Ustalardan sonra

  • Hüseyin Odabaşı
  • Hüseyin Odabaşı
    04 Eyl 2025 11:30

    Tarih şahit ki her büyük ve kutup gibi vazife gören insanlar vefat ettikten sonra Ona bağlı olan cemaatinde az veya çok sıkıntılar baş gösterdi. Fakat Allah’ın bu has kulları bu durumu toprağa giren bir tohum gibi “bir ölmeye mukabil bin dirilme” olarak gördüler.   

    Himmeti milleti olanlar için onlarla başlayan yolun kendilerinden sonra da şehrahlar şeklinde devam etmesi çok önemliydi. Hz. İbrahim peygamber (sav) kendinden sonra Allah (c.c) tarafından temin ve tesis edilen salihler yolunun devamını mümkün kılmak için Allah’tan evlat talebinde bulundu. Hz. İbrahim'in yaşlılığında yaşlı Sariye’sinden yani soyundan gelen peygamber evlatlarına baktığımızda; “Rabbim! Beni namazı hakkıyla edâ eden bir kimse eyle, Zürriyetimden de böyle kimseler var et! Rabbimiz, duâmı kabul buyur.” (İbrahim, 40) gibi dualarını o ilerlemiş yaşına rağmen Allah kabul etti:

    Hz. İbrahim’in soyundan Hz. Yakub (İsrail), Hz. İshak, Hz. Yusuf, Hz. Yakub, Hz. Musa, Hz. Harun, Hz. Davud ve Hz. Süleyman, Hz. Zekeriya, Hz. Yahya ve Hz. İsa (a.s.) gibi peygamberler geldi.

    Peygamberimizden (sav) sonra bazı mürtedler dinden döndü. Fakat Hz. Ebu Bekir’in basiretli tutumuyla şok yaşayan Müslümanlar yeniden derlenip toparlandılar. Öyle ki İslam devletinin sınırları çok geçmeden ta İran’ın içlerine Bizans’a kadar vardı ulaştı.

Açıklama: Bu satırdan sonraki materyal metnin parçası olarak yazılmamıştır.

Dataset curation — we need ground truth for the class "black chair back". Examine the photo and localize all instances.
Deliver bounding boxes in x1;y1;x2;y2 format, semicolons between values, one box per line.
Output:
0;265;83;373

    Moğol istilalarının yaşandığı bir dönemde Müslümanlara yeniden bir ruh ve heyecan veren Mevlana’ya vefatı esnasında hanımı Kira Hatun; “Sen bin yıl yaşamalıydın Mevlâna” serzenişinde bulundu. Çünkü Kira Hatun Mevlâna ile yakalanan birlikteliğin vefatı ile bozulacağından endişeliydi. Mevlanalar ve Koneviler gibi Allah dostları ile sürülen Anadolu toprağında daha sonra Osmanlı Devleti yeşerdi, boy attı.

    Murat Hüdavendigar 1389’da Kosova savaşındayken hain Miloçkobiloviç’in hançeri ile yaralanıp kanlar içinde yatarken kendisinden bir isteğinin olup olmadığını soran Komutanına dağılmayın, iri ve diri olun anlamına gelecek şekilde; “Atan inmeyezüz” temennisinde bulundu. I. Murattan sonra Osmanlı daha bir büyüdü, gelişti Avrupa'nın içlerine kadar dal budak saldı.

     

    Hazreti Bediüzzaman'ın vefatından sonra da Onunla Nurlara gözünü açmış olanlar “Bundan sonra ne olacak” endişesini  yaşadılar. Bediüzzaman iman ağacının neredeyse tamamen kurutulduğu felaket asrında işe vaziyet etti. Onun gidişinden sonra ipe dizilen tesbihin taneleri hükmündeki talebeleri, birlik ve beraberliklerini koruyamayabilirlerdi. Evet doğru, nispeten Üstadın dönemindeki beraberlik bozuldu. Ancak nur ağacı dallara ayrıldı, çoğaldıkça çoğaldı. Dünyanın her tarafında meyveler verdi.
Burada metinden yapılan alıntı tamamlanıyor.